Previous studies of the rumen microbiome have highlighted unclassified bacteria as being among the most abundant rumen microorganisms10,21, and we also report 73 genome sequences from strains that have yet to be taxonomically assigned to genera or phenotypically characterized (Supplementary Table 1). Most abundant among these uncharacterized strains are members of the order Bacteroidales (RC-9 gut group) and Clostridiales (R-7 group), and this abundance points to a key role for these strains in rumen fermentation22. The RC-9 gut group bacteria have small genomes (~2.3 Mb), and the closest named relatives (84% identity of the 16S rRNA gene) are members of the genus Alistipes, family Rikenellaceae. The R-7 group are most closely related to Christensenella minuta (86% identity of the 16S rRNA gene), family Christensenellaceae.

以前对瘤胃微生物组的研究强调，未分类的细菌是瘤胃中最丰富的微生物10,21，我们还报告了73个基因组序列，这些菌株尚未被分类到属或表型特征（补充表1）。在这些未定性的菌株中，最丰富的是类杆菌目（RC-9肠道组）和梭菌目（R-7组）的成员，这种丰富性表明这些菌株在瘤胃发酵中起着关键作用22。RC-9肠道组细菌的基因组很小（约2.3Mb），最接近的命名亲属（16S rRNA基因的84%相同）是Rikenellaceae（理研菌科）的Alistipes（另枝菌属）属的成员。R-7组与Christensenella minuta（小克里斯滕森氏菌）（16S rRNA基因的86%的一致性）关系最密切，Christensenellaceae（克里斯滕森菌科）科。

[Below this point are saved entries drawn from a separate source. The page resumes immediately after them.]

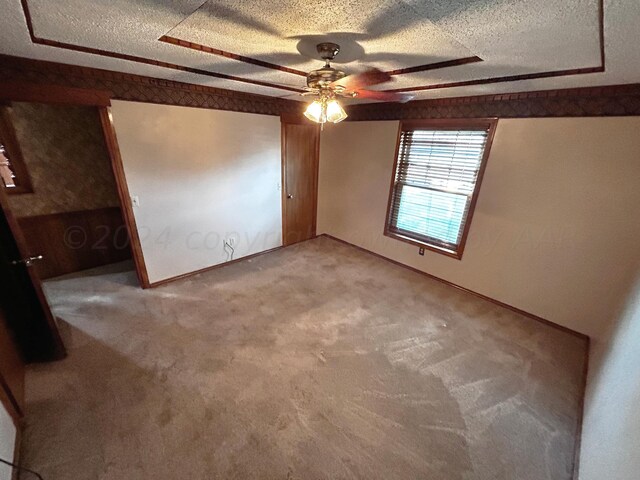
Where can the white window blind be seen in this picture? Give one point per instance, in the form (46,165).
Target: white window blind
(435,179)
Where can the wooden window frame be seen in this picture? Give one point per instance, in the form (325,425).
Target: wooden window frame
(10,141)
(454,124)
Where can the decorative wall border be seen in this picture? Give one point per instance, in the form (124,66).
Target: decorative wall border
(126,86)
(402,71)
(605,101)
(137,59)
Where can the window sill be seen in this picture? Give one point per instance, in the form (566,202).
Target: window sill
(427,246)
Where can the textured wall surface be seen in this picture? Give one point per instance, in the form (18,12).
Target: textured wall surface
(553,232)
(611,426)
(201,176)
(65,154)
(140,88)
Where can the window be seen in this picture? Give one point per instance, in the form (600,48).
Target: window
(437,174)
(13,171)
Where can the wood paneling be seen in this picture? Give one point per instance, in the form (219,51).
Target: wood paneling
(128,216)
(300,158)
(74,241)
(527,76)
(24,92)
(22,299)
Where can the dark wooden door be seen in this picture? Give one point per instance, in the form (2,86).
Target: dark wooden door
(301,144)
(26,311)
(11,370)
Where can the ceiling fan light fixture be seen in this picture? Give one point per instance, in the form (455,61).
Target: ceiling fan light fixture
(325,110)
(335,112)
(316,112)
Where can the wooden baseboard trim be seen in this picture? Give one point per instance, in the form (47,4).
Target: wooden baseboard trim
(212,267)
(464,289)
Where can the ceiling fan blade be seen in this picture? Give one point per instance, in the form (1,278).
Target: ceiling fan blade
(357,81)
(384,96)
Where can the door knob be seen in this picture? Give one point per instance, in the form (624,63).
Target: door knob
(27,261)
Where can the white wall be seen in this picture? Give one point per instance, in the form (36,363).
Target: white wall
(201,176)
(611,425)
(7,441)
(555,229)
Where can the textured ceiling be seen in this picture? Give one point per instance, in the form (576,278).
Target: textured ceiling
(525,38)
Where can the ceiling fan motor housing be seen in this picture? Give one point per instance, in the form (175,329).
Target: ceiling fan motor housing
(322,77)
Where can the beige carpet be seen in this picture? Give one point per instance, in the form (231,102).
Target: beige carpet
(317,361)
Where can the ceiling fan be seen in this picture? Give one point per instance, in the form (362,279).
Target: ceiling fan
(328,83)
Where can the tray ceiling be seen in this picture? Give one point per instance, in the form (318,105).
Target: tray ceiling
(434,48)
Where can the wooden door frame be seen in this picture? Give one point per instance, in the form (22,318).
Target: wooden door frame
(59,350)
(297,119)
(53,94)
(106,119)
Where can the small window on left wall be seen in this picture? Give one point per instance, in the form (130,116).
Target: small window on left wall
(13,171)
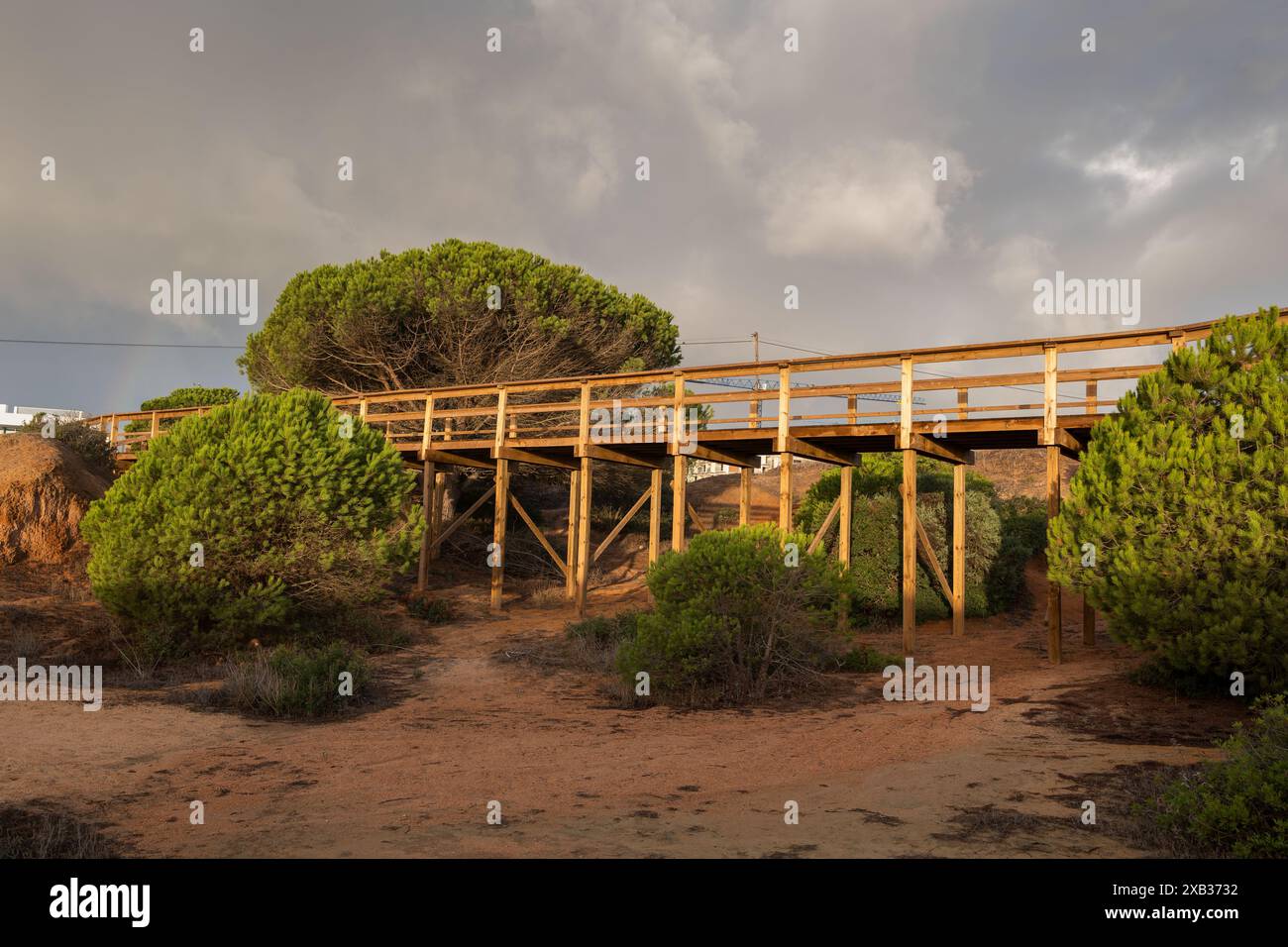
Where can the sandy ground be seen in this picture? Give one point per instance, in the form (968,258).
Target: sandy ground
(462,724)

Functions of the rumen microbiome

瘤胃微生物组的功能

Polysaccharide degradation. Ruminants need efficient lignocellulose breakdown to satisfy their energy requirements, but ruminant genomes, in common with the human genome, encode very limited

degradative enzyme capacity. Cattle have a single pancreatic amylase23, and several lysozymes24 which functions as lytic digestive enzymes that can kill Gram-positive bacteria25.

多糖降解。反刍动物需要有效地分解木质纤维素以满足其能量需求，但反刍动物的基因组与人类的基因组一样，编码的降解酶能力非常有限。牛有单一的胰腺淀粉酶23，和几种溶菌酶24，其功能是催化消化酶，可以杀死革兰氏阳性细菌25。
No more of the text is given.